The latest pro-Brexit organ to spin this line was the Sunday Telegraph. Its headline blared out: “‘No EU-UK deal? It is not the end of the world’, says WTO chief” – as if avoiding the apocalypse was some great achievement. Squeezing such a shock horror admission from the head of the World Trade Organisation seems to have been a key goal for the pro-Brexit journalist, Liam Halligan.

But it is the other Liam who has made a habit of such proclamations. Last month, the trade secretary said that falling back on World Trade Organisation rules was “not exactly a nightmare”. Back in July, Fox asked: “Where is this dreadful economic Armageddon?”

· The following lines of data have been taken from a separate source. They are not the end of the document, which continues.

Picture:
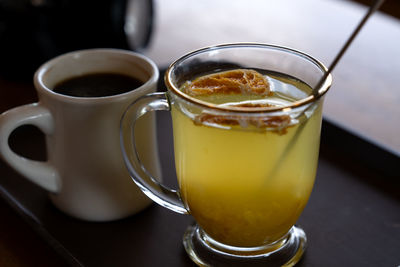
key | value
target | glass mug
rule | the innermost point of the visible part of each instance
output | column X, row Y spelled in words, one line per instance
column 244, row 186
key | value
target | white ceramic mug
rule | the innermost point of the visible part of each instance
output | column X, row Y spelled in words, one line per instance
column 84, row 171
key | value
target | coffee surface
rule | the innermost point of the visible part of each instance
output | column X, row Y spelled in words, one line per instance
column 97, row 85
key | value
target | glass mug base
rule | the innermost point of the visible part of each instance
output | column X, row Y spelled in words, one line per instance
column 205, row 251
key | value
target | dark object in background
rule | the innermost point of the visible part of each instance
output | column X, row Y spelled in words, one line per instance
column 33, row 31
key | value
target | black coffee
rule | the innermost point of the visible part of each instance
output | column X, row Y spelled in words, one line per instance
column 97, row 85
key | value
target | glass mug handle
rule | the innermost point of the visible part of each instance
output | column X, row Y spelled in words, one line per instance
column 156, row 191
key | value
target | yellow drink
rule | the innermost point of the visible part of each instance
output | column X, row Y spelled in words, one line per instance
column 238, row 183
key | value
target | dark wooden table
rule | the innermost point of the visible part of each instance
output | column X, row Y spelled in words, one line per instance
column 364, row 100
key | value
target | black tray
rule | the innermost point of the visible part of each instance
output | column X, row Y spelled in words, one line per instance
column 352, row 218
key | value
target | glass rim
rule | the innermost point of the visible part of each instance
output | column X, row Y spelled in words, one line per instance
column 298, row 103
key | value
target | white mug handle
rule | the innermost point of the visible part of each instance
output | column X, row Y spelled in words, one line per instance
column 39, row 172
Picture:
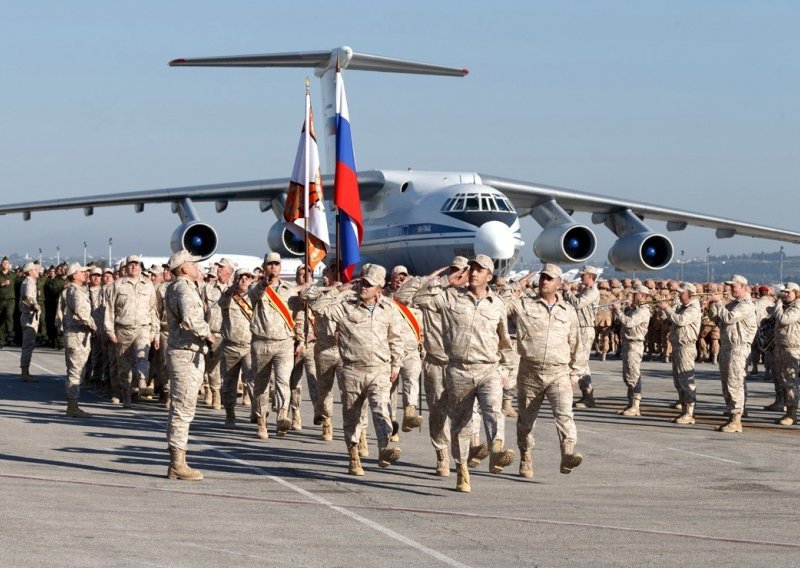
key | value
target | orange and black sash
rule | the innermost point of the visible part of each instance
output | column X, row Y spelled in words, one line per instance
column 280, row 306
column 247, row 310
column 410, row 318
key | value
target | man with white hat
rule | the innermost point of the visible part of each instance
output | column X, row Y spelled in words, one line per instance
column 273, row 329
column 131, row 323
column 547, row 342
column 29, row 311
column 787, row 350
column 372, row 350
column 480, row 356
column 684, row 331
column 584, row 301
column 634, row 323
column 77, row 324
column 737, row 324
column 189, row 336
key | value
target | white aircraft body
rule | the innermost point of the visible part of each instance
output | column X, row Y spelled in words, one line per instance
column 423, row 219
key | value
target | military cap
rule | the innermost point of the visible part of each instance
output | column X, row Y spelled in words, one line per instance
column 180, row 258
column 552, row 270
column 272, row 257
column 484, row 262
column 75, row 267
column 374, row 275
column 737, row 279
column 459, row 262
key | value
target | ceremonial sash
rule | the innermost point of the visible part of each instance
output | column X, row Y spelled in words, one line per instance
column 410, row 318
column 280, row 306
column 242, row 303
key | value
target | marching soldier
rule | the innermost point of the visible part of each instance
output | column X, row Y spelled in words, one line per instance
column 78, row 325
column 634, row 321
column 584, row 301
column 685, row 322
column 737, row 322
column 371, row 349
column 548, row 344
column 29, row 317
column 480, row 355
column 787, row 350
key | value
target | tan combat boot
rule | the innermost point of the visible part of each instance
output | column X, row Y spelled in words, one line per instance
column 355, row 461
column 262, row 428
column 633, row 409
column 327, row 429
column 462, row 478
column 363, row 447
column 570, row 459
column 387, row 456
column 790, row 418
column 733, row 425
column 477, row 452
column 687, row 417
column 297, row 421
column 442, row 463
column 508, row 409
column 499, row 458
column 230, row 418
column 73, row 411
column 411, row 419
column 525, row 464
column 178, row 468
column 283, row 424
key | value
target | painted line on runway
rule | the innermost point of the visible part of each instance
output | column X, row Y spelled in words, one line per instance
column 704, row 456
column 317, row 502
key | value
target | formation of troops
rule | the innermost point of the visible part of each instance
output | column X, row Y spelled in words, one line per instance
column 467, row 340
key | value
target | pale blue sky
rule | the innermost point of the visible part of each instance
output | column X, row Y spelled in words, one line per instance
column 688, row 104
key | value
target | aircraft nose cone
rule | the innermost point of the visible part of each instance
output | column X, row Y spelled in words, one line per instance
column 495, row 240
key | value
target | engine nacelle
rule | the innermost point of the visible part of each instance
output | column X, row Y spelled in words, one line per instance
column 641, row 251
column 198, row 238
column 565, row 243
column 284, row 242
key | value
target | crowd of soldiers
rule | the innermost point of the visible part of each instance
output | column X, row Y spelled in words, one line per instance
column 473, row 342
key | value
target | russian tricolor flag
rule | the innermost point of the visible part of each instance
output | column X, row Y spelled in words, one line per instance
column 345, row 189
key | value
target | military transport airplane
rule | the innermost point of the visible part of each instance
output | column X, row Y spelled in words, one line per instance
column 423, row 219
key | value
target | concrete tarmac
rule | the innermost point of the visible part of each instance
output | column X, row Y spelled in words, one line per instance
column 94, row 492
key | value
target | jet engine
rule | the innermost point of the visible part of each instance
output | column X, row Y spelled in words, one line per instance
column 284, row 242
column 641, row 251
column 196, row 237
column 565, row 243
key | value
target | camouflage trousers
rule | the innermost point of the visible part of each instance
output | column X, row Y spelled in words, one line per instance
column 787, row 363
column 186, row 370
column 632, row 352
column 132, row 349
column 532, row 387
column 327, row 364
column 77, row 346
column 732, row 370
column 272, row 357
column 235, row 361
column 370, row 384
column 437, row 399
column 684, row 358
column 465, row 383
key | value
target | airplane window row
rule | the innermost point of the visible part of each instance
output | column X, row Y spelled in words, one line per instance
column 477, row 202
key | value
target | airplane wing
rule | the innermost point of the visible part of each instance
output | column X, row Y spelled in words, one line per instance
column 526, row 195
column 370, row 182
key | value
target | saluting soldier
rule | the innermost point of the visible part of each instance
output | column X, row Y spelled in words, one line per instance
column 685, row 322
column 189, row 336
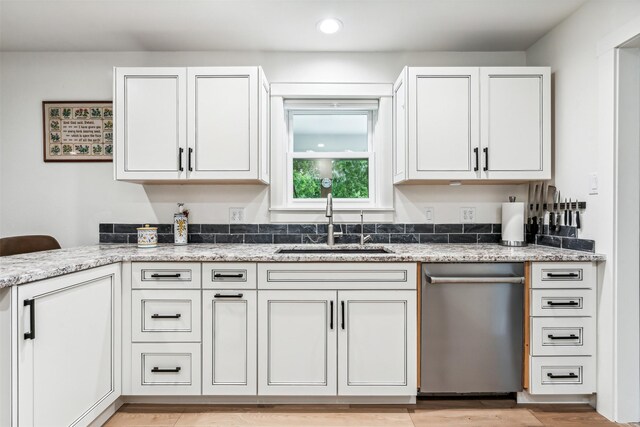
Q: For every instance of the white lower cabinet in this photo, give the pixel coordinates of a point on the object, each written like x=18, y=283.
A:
x=165, y=368
x=377, y=343
x=563, y=328
x=337, y=342
x=229, y=342
x=297, y=343
x=69, y=347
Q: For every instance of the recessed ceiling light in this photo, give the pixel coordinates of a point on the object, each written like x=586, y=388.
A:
x=330, y=25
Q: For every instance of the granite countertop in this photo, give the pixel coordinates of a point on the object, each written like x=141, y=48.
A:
x=20, y=269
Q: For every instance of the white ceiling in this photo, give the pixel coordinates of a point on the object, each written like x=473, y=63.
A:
x=282, y=25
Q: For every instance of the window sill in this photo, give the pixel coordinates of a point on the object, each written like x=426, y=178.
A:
x=341, y=215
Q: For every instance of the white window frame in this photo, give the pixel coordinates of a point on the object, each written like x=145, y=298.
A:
x=369, y=155
x=312, y=96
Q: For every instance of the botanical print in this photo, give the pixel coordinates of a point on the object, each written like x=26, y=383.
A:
x=81, y=149
x=78, y=131
x=81, y=113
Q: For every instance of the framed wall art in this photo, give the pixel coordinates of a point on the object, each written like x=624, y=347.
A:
x=77, y=131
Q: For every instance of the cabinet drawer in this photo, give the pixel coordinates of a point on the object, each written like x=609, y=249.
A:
x=162, y=315
x=329, y=275
x=563, y=375
x=228, y=275
x=563, y=302
x=165, y=369
x=563, y=336
x=563, y=275
x=165, y=275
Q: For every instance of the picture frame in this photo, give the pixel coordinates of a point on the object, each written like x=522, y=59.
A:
x=77, y=131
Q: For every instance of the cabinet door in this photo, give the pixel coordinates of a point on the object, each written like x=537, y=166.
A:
x=151, y=120
x=400, y=128
x=443, y=123
x=229, y=342
x=516, y=122
x=69, y=367
x=297, y=343
x=223, y=123
x=377, y=343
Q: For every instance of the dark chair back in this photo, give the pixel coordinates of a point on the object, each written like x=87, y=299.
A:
x=25, y=244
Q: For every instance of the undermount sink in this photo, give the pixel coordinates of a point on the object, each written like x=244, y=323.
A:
x=345, y=250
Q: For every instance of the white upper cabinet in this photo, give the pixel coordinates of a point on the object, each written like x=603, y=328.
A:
x=150, y=122
x=516, y=122
x=193, y=124
x=470, y=123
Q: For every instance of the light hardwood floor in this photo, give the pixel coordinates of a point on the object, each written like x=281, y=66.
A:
x=431, y=413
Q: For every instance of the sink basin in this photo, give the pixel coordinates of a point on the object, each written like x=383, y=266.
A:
x=347, y=250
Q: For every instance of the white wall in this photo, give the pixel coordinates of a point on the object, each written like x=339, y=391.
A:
x=69, y=200
x=584, y=128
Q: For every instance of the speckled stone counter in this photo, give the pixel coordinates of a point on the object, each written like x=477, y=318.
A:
x=20, y=269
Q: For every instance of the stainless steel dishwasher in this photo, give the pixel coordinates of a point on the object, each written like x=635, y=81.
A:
x=472, y=316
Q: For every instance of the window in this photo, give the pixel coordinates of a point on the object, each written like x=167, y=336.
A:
x=330, y=153
x=331, y=139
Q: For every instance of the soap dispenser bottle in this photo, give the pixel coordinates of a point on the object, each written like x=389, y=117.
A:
x=180, y=225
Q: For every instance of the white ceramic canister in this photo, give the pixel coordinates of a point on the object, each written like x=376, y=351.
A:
x=147, y=236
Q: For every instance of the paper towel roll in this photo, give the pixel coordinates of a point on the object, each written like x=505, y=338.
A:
x=513, y=223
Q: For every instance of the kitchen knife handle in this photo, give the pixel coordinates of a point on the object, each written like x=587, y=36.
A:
x=486, y=158
x=475, y=169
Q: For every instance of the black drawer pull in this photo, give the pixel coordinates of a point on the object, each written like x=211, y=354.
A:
x=228, y=296
x=563, y=337
x=156, y=369
x=563, y=275
x=475, y=151
x=31, y=303
x=166, y=316
x=557, y=377
x=569, y=303
x=331, y=316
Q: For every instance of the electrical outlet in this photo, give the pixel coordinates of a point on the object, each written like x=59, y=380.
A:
x=593, y=183
x=467, y=215
x=236, y=216
x=429, y=215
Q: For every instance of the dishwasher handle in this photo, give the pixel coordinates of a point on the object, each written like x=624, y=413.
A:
x=450, y=279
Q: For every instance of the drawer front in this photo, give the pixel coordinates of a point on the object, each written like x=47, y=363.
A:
x=229, y=275
x=563, y=275
x=563, y=336
x=165, y=369
x=563, y=302
x=337, y=276
x=162, y=315
x=165, y=275
x=563, y=375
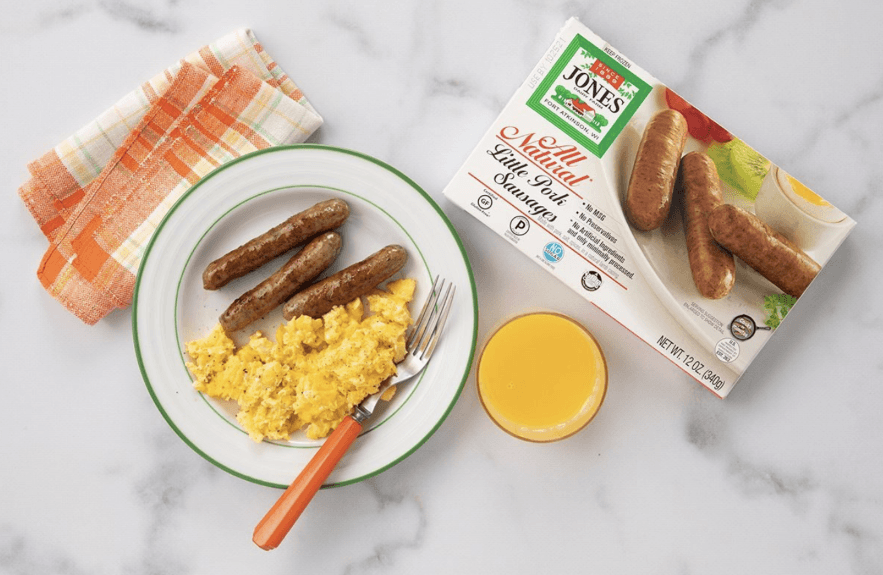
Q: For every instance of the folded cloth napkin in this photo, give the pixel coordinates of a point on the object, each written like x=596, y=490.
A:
x=99, y=195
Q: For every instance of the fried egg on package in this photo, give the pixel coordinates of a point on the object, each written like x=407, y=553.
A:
x=315, y=372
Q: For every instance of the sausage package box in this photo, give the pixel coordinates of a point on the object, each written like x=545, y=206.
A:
x=653, y=212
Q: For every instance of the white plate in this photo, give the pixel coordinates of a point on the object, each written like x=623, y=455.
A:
x=241, y=200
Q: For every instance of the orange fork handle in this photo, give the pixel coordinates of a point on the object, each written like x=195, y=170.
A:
x=275, y=525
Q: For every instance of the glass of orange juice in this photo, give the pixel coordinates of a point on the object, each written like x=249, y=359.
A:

Well yippee, Armageddon has been avoided. So has a nightmare and the world is not coming to an end. But falling back on the WTO would still be pretty ghastly. We would get fairly little access for our world-beating services industries. That’s not just banks, but airlines, internet companies, media groups and law firms. Our farmers would be thwacked. And the supply chains of our car industry and other manufacturers would be gummed up. And that’s without even mentioning the havoc all this would cause to Northern Ireland.

That of course is quite different from Brexiters’ promise that we would be able to have “the exact same benefits” as we now have in accessing the EU’s market as well as a wonderful future cutting swashbuckling deals all around the globe. Thanks Brexiters.